Been supporting the project with both hardware purchases and gold subscriptions during the years. With open source gone the differentiator between our deployed SG-3100:s and the USG from UniFi is lost and we can move to a fully-integrated UniFi experience that is another closed-source-trust-the-company-running-it-relationship.Wishing you best of luck. So long and thank you for all the years!
-
@rico said in Announcing pfSense plus:
2x Netgate XG-7100 | 11x Netgate SG-5100 | 6x Netgate SG-3100 | 2x Netgate SG-1100
Surely Netgate have to be nervous when someone who has over 20 devices and has been a big supporter of those is worried?

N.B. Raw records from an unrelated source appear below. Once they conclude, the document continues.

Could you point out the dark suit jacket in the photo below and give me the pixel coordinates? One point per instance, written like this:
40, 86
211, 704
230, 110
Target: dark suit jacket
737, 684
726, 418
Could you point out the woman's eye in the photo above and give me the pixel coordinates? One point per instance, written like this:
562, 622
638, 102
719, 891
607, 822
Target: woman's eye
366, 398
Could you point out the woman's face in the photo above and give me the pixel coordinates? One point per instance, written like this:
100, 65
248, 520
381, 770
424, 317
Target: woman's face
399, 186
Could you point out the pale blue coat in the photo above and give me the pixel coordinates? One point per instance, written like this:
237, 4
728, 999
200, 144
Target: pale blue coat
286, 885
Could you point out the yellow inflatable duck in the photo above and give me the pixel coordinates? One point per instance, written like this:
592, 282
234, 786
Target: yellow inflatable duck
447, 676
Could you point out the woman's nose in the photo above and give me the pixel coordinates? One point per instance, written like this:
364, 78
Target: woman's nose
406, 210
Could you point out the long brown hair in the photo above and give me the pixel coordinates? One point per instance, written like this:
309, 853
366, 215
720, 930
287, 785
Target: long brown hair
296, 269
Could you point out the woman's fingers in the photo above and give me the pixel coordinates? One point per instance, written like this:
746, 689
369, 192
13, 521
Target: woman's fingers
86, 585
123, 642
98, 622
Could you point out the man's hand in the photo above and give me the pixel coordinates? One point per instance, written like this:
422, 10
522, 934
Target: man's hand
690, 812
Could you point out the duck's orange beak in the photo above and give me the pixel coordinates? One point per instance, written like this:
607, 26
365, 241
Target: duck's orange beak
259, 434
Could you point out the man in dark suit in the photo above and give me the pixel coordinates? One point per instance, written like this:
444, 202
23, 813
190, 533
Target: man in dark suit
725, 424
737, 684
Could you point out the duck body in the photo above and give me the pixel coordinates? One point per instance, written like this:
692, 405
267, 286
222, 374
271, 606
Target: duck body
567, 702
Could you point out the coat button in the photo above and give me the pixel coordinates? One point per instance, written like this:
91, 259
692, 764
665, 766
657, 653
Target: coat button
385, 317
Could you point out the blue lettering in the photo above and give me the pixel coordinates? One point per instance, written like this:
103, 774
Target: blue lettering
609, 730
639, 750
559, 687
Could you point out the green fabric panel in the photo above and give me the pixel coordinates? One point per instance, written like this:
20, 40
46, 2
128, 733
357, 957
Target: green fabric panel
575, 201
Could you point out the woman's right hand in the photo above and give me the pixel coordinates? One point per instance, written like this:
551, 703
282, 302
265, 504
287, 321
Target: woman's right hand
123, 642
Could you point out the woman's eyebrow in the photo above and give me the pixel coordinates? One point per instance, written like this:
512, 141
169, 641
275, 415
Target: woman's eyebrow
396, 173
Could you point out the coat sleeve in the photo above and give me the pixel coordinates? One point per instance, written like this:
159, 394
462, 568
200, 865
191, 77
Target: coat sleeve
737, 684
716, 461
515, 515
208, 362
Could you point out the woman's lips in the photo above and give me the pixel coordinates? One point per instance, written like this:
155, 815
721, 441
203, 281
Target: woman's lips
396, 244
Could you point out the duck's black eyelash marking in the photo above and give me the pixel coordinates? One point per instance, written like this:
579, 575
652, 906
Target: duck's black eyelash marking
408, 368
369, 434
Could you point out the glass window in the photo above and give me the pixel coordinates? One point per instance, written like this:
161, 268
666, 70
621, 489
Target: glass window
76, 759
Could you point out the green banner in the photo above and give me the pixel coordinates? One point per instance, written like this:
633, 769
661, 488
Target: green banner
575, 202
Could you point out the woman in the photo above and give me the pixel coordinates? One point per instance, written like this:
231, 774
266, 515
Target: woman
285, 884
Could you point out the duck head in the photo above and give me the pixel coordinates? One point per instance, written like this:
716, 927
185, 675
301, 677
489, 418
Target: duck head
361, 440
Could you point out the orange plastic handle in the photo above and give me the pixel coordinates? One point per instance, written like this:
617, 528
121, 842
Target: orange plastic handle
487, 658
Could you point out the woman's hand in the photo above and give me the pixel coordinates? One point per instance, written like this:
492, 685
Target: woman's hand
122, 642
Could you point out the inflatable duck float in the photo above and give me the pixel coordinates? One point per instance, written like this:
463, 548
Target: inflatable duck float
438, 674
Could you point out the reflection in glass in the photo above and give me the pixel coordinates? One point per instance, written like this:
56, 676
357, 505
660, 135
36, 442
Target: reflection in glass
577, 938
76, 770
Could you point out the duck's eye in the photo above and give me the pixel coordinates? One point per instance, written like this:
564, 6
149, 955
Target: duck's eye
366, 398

I’m only a new convert to pfSense, as of about July, but the fact it was open source was a big thing as I was fed up of hardware that had rubbish firewalls that promised lots and delivered nothing with unresponsive support that ignored requests to fix things. I did almost buy your hardware just after Christmas, but decided to wait. I’m glad I did. :(
-
Just to make things clear....
Currently testing freebsd based FW's for the foreign state department here and closed source is a no go.
They have issues with the US spying on live traffic thats encrypted. So it can be done...
And I will always, on a personal level, run MiTM and not make anybody beeing able ro run anything other than the DNS provided.
-
@dennis_s said in Announcing pfSense plus:
Read our latest blog which includes a FAQ to learn more about this exciting change.
I can't see anything exciting in this post... only stupid decisions.
Just my 0,02$
-
I am ok with it, if there is a full free version for home use, because I don't think that those people will pay for a firewall in the first place... unless it becomes a full-fledged WiFi-router. Pls don't.